At times, Watts became annoyed by specific questions, such as why the university couldn’t have better analyzed football’s future on the front end before eliminating the sport. “I don’t want to pursue a lot of time looking back,” Watts said.

I bet you don’t.

There is so little of substance there, nothing that constitutes a firm commitment to anything, that I can’t help but cynically wonder if this is just Watts’ way of keeping the school in Conference USA for at least a little while longer.

For months, Conference USA played the long game with UAB’s future while the university couldn’t get a grip on what to do. C-USA commissioner Britton Banowsky elected not to rush UAB into a decision about reinstatement, thus avoiding giving the UAB administration an out to kill the reinstatement possibility sooner. C-USA was content to let the issue run its course.

“I hoped that the longer it played out, the better the chances would be for it to be reinstated,” Banowsky said. “I was trying to encourage everyone just to be patient and give them the space they needed to get the answers they needed.”

Watts confirmed UAB plans to remain an FBS program in C-USA. New UAB athletic director Mark Ingram said the goal is to play football again as soon as possible, which may be 2016. There will be NCAA issues to navigate through for UAB to regain its FBS status.

Banowsky described UAB’s immediate FBS status as “unchartered territory” because he doesn’t think there has ever been a program to take this route. A school can stay in FBS if it has 76 scholarships — 90 percent of the maximum 85 scholarships.

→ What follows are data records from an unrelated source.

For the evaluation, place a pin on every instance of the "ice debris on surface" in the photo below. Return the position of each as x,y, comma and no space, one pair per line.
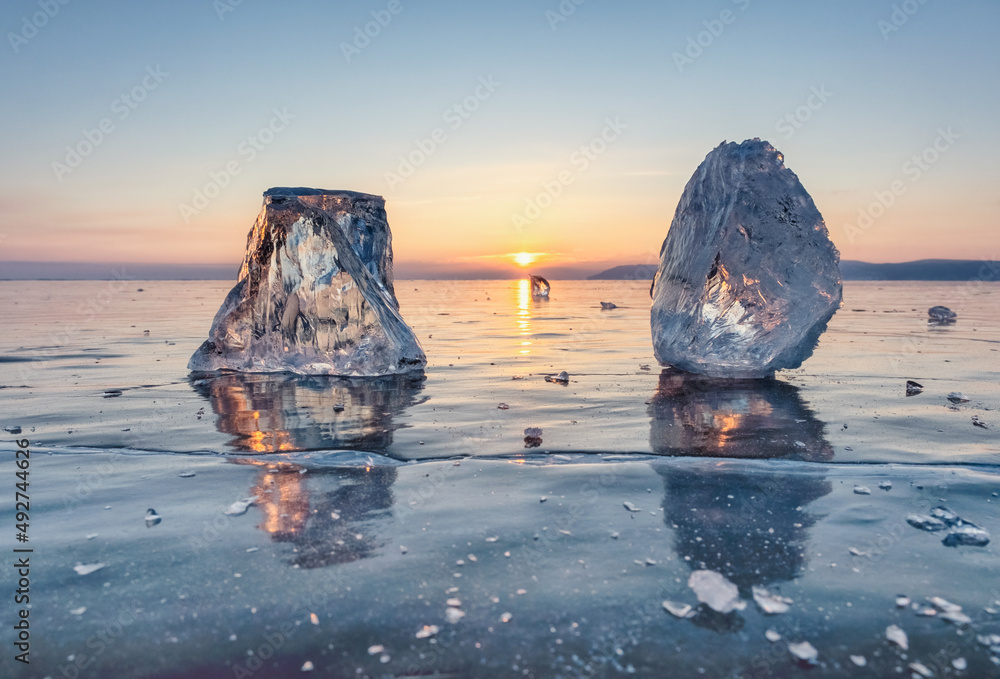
539,286
427,631
679,610
315,293
804,651
925,522
771,604
152,518
715,591
240,507
968,535
748,277
897,636
941,315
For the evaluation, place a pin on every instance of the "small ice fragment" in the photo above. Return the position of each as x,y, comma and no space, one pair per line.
925,522
678,610
87,568
716,591
240,507
804,651
967,535
897,636
941,315
152,518
946,515
771,604
957,618
944,605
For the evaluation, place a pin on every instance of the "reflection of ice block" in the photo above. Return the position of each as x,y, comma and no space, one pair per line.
539,287
706,417
314,294
748,277
275,413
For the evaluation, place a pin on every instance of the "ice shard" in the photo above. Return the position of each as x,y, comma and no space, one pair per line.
748,277
539,286
315,293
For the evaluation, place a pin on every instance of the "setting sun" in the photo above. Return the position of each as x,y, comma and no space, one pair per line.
524,258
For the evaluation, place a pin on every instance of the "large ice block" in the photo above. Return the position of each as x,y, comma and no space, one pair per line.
748,277
314,294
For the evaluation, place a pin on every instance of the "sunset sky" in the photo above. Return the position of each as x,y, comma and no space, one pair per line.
490,104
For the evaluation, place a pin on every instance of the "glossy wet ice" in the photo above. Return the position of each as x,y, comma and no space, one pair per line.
371,506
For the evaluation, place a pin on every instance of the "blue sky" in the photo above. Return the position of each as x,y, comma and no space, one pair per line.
863,98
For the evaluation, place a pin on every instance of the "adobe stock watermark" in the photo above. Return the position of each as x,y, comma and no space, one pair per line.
454,117
247,150
581,160
224,7
701,41
913,169
36,22
901,13
561,13
122,107
794,120
363,35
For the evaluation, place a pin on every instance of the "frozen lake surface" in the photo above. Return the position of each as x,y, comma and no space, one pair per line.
417,527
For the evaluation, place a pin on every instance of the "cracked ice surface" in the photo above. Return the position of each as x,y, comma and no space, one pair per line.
748,277
314,294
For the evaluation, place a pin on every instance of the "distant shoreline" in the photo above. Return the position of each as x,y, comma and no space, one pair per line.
921,270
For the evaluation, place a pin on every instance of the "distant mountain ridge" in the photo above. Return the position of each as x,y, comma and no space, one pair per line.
920,270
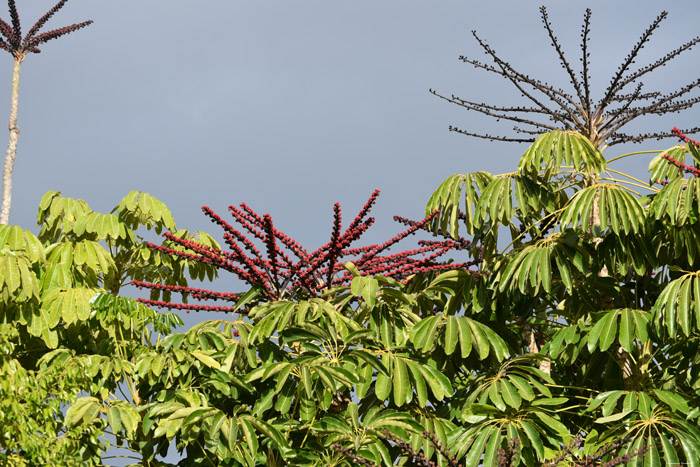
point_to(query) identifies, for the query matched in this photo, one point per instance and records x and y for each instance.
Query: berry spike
(282, 278)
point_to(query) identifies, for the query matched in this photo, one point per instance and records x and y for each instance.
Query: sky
(291, 106)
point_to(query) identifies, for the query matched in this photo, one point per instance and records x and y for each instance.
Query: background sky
(291, 106)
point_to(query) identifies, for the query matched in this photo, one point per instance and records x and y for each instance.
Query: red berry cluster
(287, 270)
(683, 168)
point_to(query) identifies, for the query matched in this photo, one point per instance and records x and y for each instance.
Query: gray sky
(293, 105)
(290, 106)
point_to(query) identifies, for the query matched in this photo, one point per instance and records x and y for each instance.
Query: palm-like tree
(11, 40)
(551, 108)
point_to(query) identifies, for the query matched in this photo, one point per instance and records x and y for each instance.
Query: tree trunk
(11, 146)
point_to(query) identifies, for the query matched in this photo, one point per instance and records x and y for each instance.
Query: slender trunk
(11, 146)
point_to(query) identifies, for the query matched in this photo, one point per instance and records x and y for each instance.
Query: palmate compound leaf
(69, 305)
(140, 208)
(624, 325)
(552, 150)
(661, 170)
(678, 202)
(678, 306)
(531, 268)
(456, 193)
(276, 316)
(18, 282)
(101, 225)
(656, 419)
(448, 331)
(537, 427)
(618, 209)
(14, 238)
(406, 375)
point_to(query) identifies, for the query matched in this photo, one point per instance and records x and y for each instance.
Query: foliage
(599, 280)
(11, 41)
(64, 331)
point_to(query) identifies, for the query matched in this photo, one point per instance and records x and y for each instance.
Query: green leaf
(510, 394)
(206, 359)
(401, 382)
(82, 412)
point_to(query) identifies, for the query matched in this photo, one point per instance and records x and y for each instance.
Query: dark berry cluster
(12, 40)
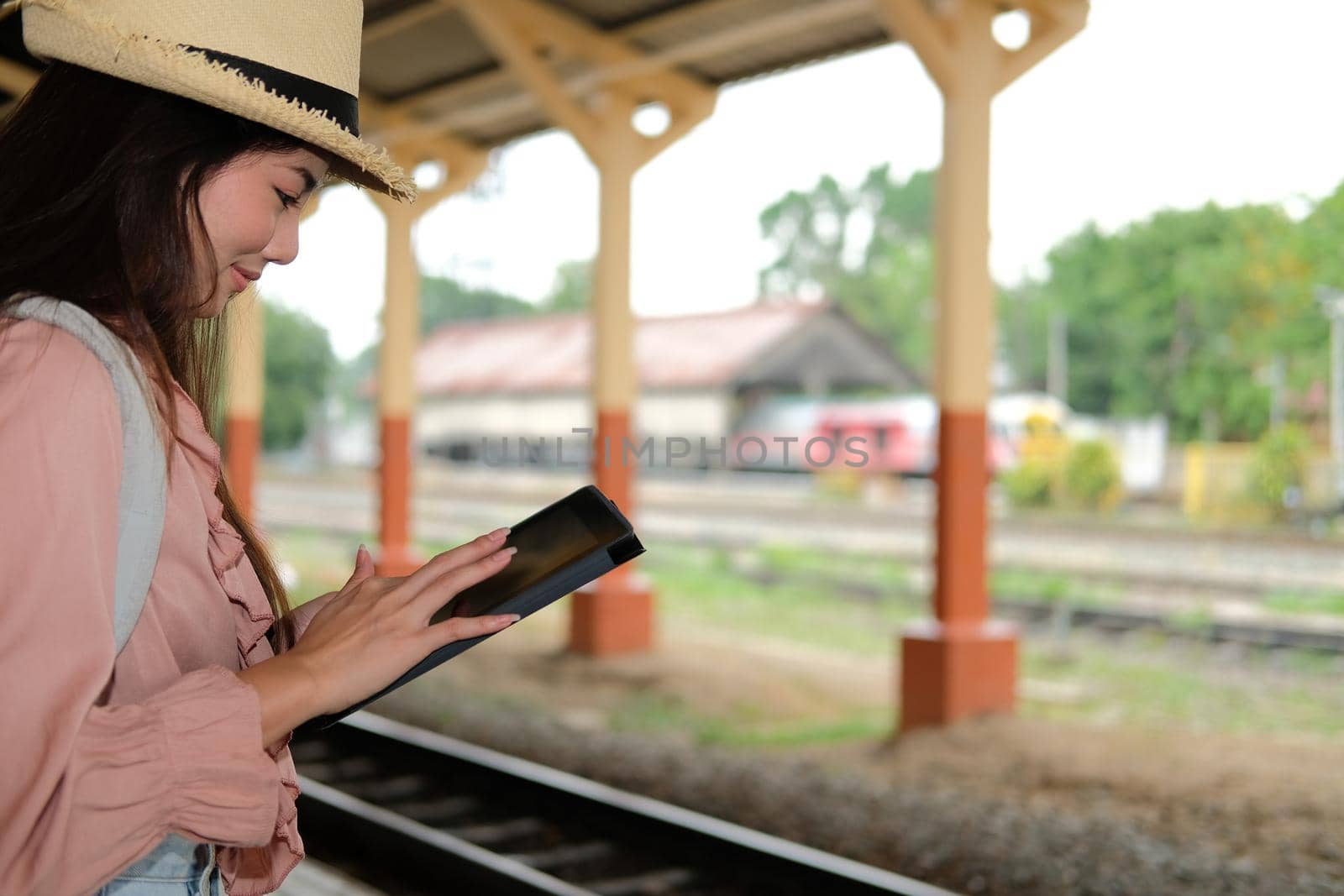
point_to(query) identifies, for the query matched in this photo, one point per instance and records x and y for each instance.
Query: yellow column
(616, 613)
(245, 387)
(396, 355)
(396, 391)
(961, 663)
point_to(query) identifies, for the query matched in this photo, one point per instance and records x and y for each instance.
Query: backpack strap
(143, 499)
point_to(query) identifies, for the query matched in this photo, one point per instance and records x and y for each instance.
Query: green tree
(299, 364)
(1176, 315)
(445, 300)
(869, 249)
(573, 288)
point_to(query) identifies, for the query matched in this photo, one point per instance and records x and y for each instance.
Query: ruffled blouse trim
(226, 548)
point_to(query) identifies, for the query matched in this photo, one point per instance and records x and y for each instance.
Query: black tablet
(561, 548)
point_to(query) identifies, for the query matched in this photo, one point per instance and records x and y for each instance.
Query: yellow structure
(448, 80)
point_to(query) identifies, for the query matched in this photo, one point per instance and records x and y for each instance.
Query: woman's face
(252, 210)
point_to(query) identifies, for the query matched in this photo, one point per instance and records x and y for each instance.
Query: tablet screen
(544, 543)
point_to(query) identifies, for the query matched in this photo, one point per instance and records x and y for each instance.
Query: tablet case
(566, 579)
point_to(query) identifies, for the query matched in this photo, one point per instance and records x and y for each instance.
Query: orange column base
(242, 443)
(396, 555)
(396, 562)
(612, 616)
(954, 672)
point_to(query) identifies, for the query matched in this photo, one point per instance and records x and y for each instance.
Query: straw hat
(292, 65)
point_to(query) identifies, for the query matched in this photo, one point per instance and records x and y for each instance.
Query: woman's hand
(371, 631)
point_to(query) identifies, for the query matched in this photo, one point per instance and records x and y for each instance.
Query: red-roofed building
(480, 382)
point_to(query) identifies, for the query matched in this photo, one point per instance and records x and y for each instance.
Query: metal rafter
(528, 34)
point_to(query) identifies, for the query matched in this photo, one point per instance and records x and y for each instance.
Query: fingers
(454, 582)
(464, 627)
(363, 567)
(465, 553)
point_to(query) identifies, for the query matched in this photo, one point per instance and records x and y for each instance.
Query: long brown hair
(100, 186)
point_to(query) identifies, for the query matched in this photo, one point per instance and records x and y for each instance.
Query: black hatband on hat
(333, 102)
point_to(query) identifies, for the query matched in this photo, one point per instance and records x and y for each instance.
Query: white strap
(143, 497)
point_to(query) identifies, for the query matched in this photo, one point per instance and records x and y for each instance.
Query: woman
(159, 164)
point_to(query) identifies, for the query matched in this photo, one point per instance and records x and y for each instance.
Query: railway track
(413, 812)
(1131, 558)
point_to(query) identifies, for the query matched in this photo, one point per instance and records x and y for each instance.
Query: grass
(748, 726)
(1297, 604)
(701, 586)
(1148, 680)
(1052, 587)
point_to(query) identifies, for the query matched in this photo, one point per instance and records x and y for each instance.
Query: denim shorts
(176, 867)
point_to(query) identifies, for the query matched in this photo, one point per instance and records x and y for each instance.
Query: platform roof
(423, 60)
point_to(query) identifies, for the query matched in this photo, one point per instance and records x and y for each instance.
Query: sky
(1158, 103)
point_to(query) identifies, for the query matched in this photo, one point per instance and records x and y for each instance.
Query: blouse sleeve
(87, 789)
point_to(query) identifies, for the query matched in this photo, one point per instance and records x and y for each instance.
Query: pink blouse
(104, 754)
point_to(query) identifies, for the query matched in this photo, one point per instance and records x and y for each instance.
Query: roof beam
(1053, 23)
(464, 161)
(725, 40)
(920, 26)
(403, 20)
(528, 34)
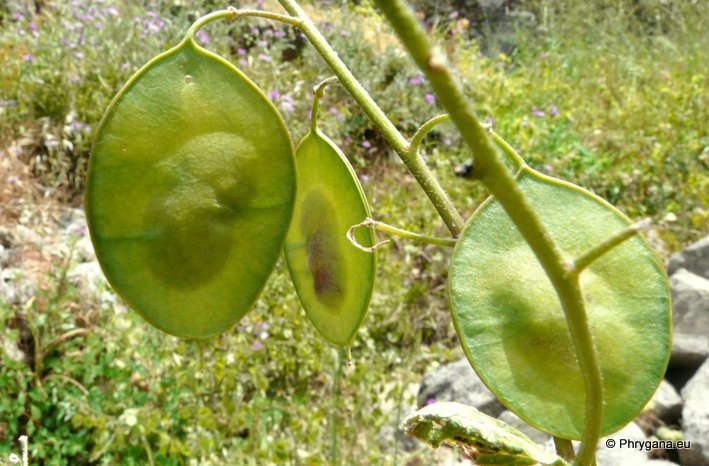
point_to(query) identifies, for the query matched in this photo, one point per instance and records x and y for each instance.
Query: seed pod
(190, 192)
(513, 329)
(333, 279)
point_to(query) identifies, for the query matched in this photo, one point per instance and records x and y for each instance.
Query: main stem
(501, 183)
(414, 162)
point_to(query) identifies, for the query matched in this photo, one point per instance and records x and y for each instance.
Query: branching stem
(600, 250)
(502, 184)
(423, 131)
(414, 162)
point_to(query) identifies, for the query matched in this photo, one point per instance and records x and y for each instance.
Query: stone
(88, 278)
(618, 455)
(458, 381)
(690, 303)
(695, 259)
(666, 404)
(510, 418)
(688, 351)
(16, 288)
(397, 409)
(695, 418)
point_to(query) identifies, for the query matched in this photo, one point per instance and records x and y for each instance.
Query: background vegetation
(609, 94)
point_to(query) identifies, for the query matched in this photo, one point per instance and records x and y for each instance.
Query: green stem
(341, 354)
(318, 92)
(598, 251)
(233, 13)
(501, 183)
(385, 228)
(414, 162)
(564, 448)
(424, 129)
(508, 150)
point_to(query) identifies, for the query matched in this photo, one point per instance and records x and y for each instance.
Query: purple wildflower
(417, 80)
(334, 111)
(203, 37)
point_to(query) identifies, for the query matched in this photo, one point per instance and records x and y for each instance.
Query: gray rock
(457, 381)
(695, 418)
(666, 403)
(690, 303)
(16, 287)
(533, 433)
(88, 278)
(688, 351)
(622, 455)
(391, 434)
(695, 259)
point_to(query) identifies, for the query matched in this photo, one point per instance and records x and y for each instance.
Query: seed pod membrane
(333, 279)
(513, 329)
(190, 191)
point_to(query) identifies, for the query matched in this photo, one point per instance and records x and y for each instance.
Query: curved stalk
(414, 162)
(385, 228)
(317, 95)
(232, 13)
(501, 183)
(424, 129)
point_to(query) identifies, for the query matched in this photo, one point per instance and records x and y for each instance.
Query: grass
(614, 100)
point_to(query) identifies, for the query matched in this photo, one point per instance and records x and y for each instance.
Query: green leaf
(488, 440)
(333, 279)
(190, 192)
(513, 329)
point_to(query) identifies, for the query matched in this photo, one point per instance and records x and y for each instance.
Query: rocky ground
(678, 410)
(37, 233)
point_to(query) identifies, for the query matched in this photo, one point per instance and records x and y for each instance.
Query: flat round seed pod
(512, 327)
(333, 279)
(190, 192)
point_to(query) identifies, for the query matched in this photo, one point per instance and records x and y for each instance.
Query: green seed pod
(190, 192)
(333, 279)
(513, 329)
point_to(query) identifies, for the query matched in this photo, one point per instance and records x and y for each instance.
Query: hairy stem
(414, 162)
(423, 131)
(318, 92)
(501, 183)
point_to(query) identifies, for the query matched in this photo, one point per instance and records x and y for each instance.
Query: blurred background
(608, 94)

“My initial thought is I think they’ll be able to maintain FBS status, even though they don’t field a team in a given year,” Banowsky said. “The sooner they can get back to 76 (scholarships), I think the better off they’ll be under the NCAA’s eyes. I think UAB’s intention is to move it along as quickly as they can within practical reasons.”

Getting those sweet checks is about as practical a reason as I can think of.  Hey, maybe UAB’s new athletic director can schedule a few cupcake games while they’re putting the band back together.  How much of a guarantee can a FBS team without a roster get for a road game these days?